Müde Augen, blasse Haut und eine nicht wiederzuerkennende Saphira.

Früher lächelte ich ständig. Jetzt hatte ich es verleent, zu lächeln.

Oder Mamá? Hatte ich mein zauberhaftes Lächeln, für welches mich alle in Kindheitsjahren beneideten, wirklich verloren? Für immer?

»Ich wollte dich nur fragen, wie euer Plan für heute aussieht. Ich denke, es ist besser, wenn ich Romea für dieses Wochenende etwas in Ruhe lasse und ist deine verrückte Cousine schon angekommen?«

»Ja, und sie und deine Schwester haben einen Mega-Plan für heute aufgestellt. Frühstücken, Nägel machen, Haare färben, Shoppen, Kino. Irgendwie sowas, ich habe ehrlich gesagt nicht richtig zugehört, weil ich noch am schlafen war. Wird wohl eine lustige Zeit«, murmelte ich vor mich hin und ließ mich selbst keine Sekunde aus den Augen.

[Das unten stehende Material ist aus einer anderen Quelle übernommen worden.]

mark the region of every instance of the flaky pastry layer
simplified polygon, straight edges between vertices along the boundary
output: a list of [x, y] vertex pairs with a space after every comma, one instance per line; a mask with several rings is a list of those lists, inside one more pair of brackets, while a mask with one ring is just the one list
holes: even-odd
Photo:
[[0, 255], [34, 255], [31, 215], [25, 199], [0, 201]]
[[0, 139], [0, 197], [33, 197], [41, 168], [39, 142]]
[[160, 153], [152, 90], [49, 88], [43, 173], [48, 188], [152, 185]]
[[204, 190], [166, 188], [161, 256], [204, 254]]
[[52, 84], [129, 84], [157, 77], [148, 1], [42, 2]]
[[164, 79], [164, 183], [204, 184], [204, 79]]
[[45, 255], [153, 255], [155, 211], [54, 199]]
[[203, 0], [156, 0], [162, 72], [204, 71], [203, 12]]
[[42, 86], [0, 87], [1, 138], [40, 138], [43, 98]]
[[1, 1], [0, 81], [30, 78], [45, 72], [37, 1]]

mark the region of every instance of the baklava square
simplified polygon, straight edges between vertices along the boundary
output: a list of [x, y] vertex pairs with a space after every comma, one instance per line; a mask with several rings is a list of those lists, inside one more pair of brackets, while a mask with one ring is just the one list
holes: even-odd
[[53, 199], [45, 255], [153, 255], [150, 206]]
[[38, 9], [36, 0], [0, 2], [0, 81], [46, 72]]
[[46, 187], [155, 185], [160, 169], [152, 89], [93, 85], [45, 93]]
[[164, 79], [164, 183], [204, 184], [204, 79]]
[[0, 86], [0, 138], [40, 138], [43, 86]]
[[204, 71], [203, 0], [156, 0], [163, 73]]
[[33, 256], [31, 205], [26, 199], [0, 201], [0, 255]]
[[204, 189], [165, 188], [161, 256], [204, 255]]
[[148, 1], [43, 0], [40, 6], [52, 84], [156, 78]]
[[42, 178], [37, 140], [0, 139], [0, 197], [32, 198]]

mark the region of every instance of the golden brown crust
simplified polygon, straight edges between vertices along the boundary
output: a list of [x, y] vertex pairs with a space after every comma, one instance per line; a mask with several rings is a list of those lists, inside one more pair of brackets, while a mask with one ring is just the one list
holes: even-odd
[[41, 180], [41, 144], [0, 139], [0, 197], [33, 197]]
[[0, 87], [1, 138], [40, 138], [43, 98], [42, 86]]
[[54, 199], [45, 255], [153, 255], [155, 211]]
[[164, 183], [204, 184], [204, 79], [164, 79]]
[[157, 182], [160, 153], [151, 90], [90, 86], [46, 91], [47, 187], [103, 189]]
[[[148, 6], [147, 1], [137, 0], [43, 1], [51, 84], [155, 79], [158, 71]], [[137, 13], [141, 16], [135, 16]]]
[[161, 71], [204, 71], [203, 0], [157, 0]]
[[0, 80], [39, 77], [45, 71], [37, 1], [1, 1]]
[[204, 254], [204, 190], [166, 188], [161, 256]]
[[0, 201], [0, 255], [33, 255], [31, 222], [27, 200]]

Heute musste ich etwas gegen meine traurige Erscheinung tun. Und zwar dringend. Ich würde mich hübsch machen. Das schwor ich meinem eigenen Spiegelbild in diesem Moment.

»Klingt nach einem Plan. Hältst du mich auf dem Laufenden und schickst mir bitte immer deinen Standort? Ich will nicht wie ein Psycho klingen, aber es ändert sich nichts daran, dass ich Alessandro de Luca bin und viele meiner Familie schaden möchten«

Ich nickte verständnisvoll, auch, wenn ich wusste, dass er mich nicht sah. »Das kann ich machen«, erwiderte ich. Alessandro bedanke sich. Ich hörte sein Lächeln, was etwas komisch war, denn auch ich konnte ihn nicht sehen. Aber ich war mir ziemlich sicher, das er es tat. Dass er in diesem Moment in den Hörer lächelte.

»Ich könnte auch dafür sorgen, dass Francesco euch begleitet und auf euch aufpasst, aber ich glaube spätestens dann würde Romea mich eigenhändig umbringen. Sie hasst es, wenn ich sie beschützen will, auch wenn sie verstehen sollte, warum ich das tun muss«, erklärte er, doch wenn er nur wüsste, dass es noch einem viel erheblicheren Grund gab, weshalb Romea das niemals wollen würde, wäre er noch verwirrter. Und noch wütender. Und er würde seinen besten Freund beziehungsweise seine Rechte Hand eigenhändig erwürgen.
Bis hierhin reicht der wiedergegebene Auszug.